Один доктор и три юриста

— Вы уже несколько раз упомянули о своей жене. А как вы с ней познакомились?

— Мы познакомились с Альбиной в 9-м классе на республиканской олимпиаде в Улан-Удэ. Она из Каменска, это 12 километров от Кабанска. Альбина участвовала в биологической олимпиаде, а я, как ни странно это сейчас покажется, в олимпиаде по физике. Потом мы вместе поехали поступать в Иркутск и с тех пор не расставались. Я очень горжусь ей, она у меня просто замечательный человек.

— Какую долю в вашей жизни занимает семья? Что для вас важнее — семья или карьера?

— Семья для меня значит больше, чем карьера. Я сам из семьи, где два агронома и два юриста. А у меня семья, где один доктор и три юриста: я и две дочери. Младшая учится в госуниверситете на юридическом факультете, который я заканчивал. Старшая уехала в Москву, работает на хорошем предприятии. Моя супруга Альбина, дочки Юля и Оля — это те, кем я горжусь безоговорочно. Каждый в нашей семье — равноправный ее член. Нет такого: вот этот главный, а этот нет.

— Ну кто-то же в итоге принимает решения?

— Принятие решения — это сложный процесс. Мы уважаем мнение друг друга. Мой принцип таков: если человек что-то говорит, он должен быть выслушан, а ты в свою очередь должен понять и оценить, почему он тебе хочет это сказать. Хотя в силу возраста и опыта дети, конечно, понимают, что приоритет в принятии решения за нами. Иногда я принимаю решения, иногда — Альбина. Это, по-моему, Жванецкий говорил или кто-то другой: муж принимает решения, кто будет президентом, а жена — куда потратить деньги.

— Как обычно отдыхаете?

— Отпуск всегда провожу с семьей. Любим путешествовать. Сами все планируем, без туристических агентств и посредников. Когда дочки были маленькими, было попроще. Летали всегда вместе. А сейчас старшая подлетает к нам уже из Москвы. Все начиналось с поездок к родителям в Бурятию, а потом мы открыли для себя остальной мир. Многие почему-то стесняются того, что любят путешествовать по миру, и на вопрос «Где отдыхаете?» предпочитают отвечать, что на Байкале: мол, это патриотично и соответствует текущему моменту. Я этого не понимаю и считаю, что не нужно стесняться, если ты ездишь отдыхать в Таиланд или во Вьетнам. Я, кстати, долгое время искренне думал, что лучше Байкала, лучше сибирской природы ничего в мире нет. Первый раз на море я оказался в 33 года. Я зашел в воду и вдруг понял, что она по-настоящему теплая. А вечером реально почувствовал, что на улице нет комаров. С тех пор путешествия стали у нас определенной семейной традицией. Вещи изнашиваются, дома рушатся, а впечатления остаются навечно.

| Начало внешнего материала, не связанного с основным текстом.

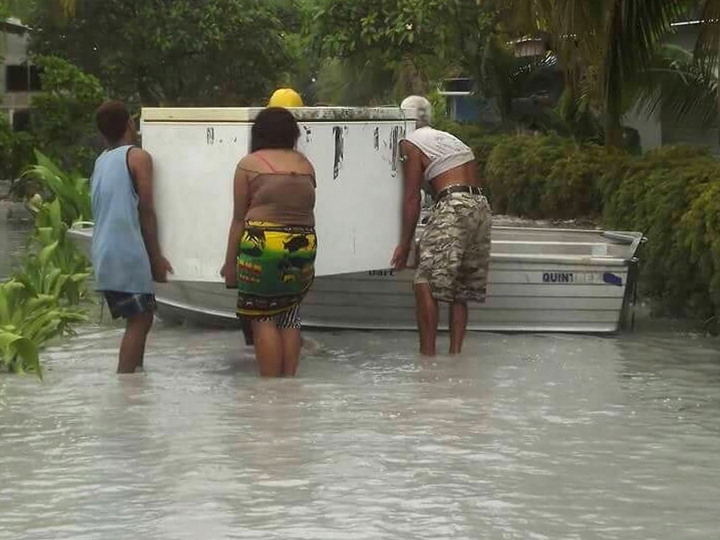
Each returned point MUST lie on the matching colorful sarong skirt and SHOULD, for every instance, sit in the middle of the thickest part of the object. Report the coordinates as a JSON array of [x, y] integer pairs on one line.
[[275, 268]]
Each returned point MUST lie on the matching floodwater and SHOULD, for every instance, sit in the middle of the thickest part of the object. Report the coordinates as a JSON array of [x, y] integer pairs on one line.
[[523, 437], [13, 241]]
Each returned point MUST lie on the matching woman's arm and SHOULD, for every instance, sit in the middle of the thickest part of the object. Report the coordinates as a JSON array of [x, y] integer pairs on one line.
[[237, 225]]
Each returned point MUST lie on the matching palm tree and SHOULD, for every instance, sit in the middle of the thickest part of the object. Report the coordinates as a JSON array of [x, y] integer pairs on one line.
[[609, 42]]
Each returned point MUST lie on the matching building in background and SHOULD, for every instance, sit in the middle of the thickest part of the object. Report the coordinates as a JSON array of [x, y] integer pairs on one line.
[[19, 79]]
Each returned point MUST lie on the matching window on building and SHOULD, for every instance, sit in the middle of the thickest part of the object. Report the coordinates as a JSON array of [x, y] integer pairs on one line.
[[22, 78]]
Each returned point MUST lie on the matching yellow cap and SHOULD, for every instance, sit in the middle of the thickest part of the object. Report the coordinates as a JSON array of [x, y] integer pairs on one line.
[[285, 97]]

— Скажите, Андрей Николаевич, а вы считаете себя публичным человеком?

— Я люблю быть в компании, общаться, шутить, рассказывать анекдоты. Но вот можно ли это назвать публичностью?.. На публичность откладывает отпечаток та должность, которую я занимаю с октября 2005 года, когда мои коллеги избрали меня председателем городской думы. Я тогда понял, что какое-то публичное высказывание, которое могут позволить себе другие люди, я себе позволить уже не могу. Это не значит, что я неискренен. Я просто понимаю, что слова того или иного человека, который занимает ту или иную политическую должность, могут быть истолкованы неправильно. И это может повлечь за собой определенные последствия. При этом я не делаю над собой усилий, чтобы казаться. Я просто воспринял такое положение дел как данность.